Leserbrief

Was soll «Das»?

Stefan Kemnitzer, Am Berg 3, Ruggell | 20. Juli 2019

Machen wir weiter mit den «Gedankenspielen» rund um dieses «Etwas» Politik. Wobei es vielleicht bei einigen Lesern so ankommen wird, dass meine Leserbriefe nur «Spielereien» sind. Und genau an diesem «Punkt» liegt das «Drama».

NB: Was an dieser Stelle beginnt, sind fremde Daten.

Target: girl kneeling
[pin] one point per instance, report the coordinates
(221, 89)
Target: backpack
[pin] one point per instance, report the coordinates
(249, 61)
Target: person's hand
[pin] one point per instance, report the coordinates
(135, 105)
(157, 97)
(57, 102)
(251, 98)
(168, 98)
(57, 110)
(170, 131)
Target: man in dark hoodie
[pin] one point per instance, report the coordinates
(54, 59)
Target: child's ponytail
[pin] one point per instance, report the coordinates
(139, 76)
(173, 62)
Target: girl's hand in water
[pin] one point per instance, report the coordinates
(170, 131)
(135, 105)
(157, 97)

Ein Kommunikations-Psychologe würde dazu sagen, es geht um Wahrnehmung, Interpretation und Projektion. Die Menschen, die gerade mit der «Politik» hadern oder der Aussage des Erbprinzen zustimmen, dass «der Ruf der Politik leidet», die sehen eine grosse Diskrepanz zwischen dem, was sie selbst wahrnehmen und dem, was letztendlich «Politiker» behaupten, was gerade geschieht oder geschehen ist. Es ist dieses schon so oft strapazierte «Leben in unterschiedlichen Welten» oder einfach die Existenz von verschiedenen «Realitäten».

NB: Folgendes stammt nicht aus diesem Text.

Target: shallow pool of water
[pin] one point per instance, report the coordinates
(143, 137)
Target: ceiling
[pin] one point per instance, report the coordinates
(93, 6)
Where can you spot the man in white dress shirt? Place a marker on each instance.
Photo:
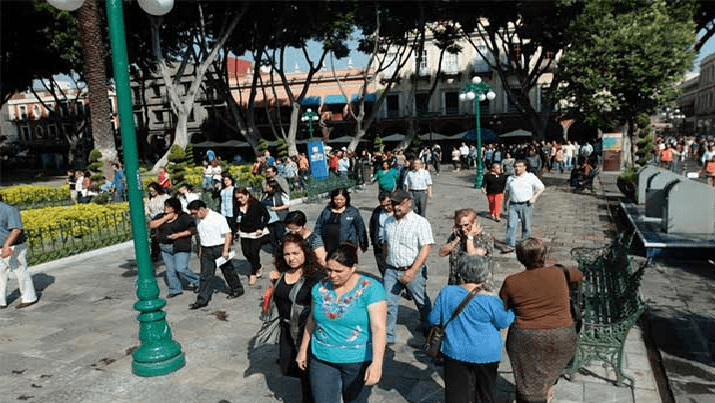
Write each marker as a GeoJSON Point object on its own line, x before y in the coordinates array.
{"type": "Point", "coordinates": [419, 183]}
{"type": "Point", "coordinates": [215, 238]}
{"type": "Point", "coordinates": [408, 242]}
{"type": "Point", "coordinates": [522, 190]}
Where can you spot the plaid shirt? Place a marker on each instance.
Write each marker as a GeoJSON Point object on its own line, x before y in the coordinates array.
{"type": "Point", "coordinates": [405, 238]}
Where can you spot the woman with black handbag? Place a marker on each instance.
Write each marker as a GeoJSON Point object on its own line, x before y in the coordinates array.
{"type": "Point", "coordinates": [470, 373]}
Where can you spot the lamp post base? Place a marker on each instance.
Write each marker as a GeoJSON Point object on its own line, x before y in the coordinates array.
{"type": "Point", "coordinates": [147, 369]}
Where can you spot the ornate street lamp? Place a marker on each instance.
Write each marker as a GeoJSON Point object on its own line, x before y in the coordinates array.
{"type": "Point", "coordinates": [158, 353]}
{"type": "Point", "coordinates": [477, 91]}
{"type": "Point", "coordinates": [310, 117]}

Deutlich sichtbar wird dieses «Phänomen» in der neu entflammten «Debatte» über den «Anstand» in der «Politik», in der die Akteure ihre «Realitäten» präsentieren. Und tatsächlich bewahrheitet sich dabei die «Unterstellung», dass es zu den «CEs» von Menschen gehört, die sich von der «Politik» «angezogen» fühlen, dass diese für sie ein «perfektes Mittel» darstellt, den eigenen Willen, die eigenen Vorstellungen zur Maxime zu machen und/oder anderen ihren Willen aufzwingen zu können. Natürlich abgesichert durch eine «wasserdichte» Gesetzgebung und verstärkt durch die «Überzeugung», so zumindest in der «Theorie» der Demokratie, zum Wohle «aller». Denn letztendlich haben diese «Alle» durch ihre Wahl diese Menschen in diese «Position» in der >Politk< gebracht.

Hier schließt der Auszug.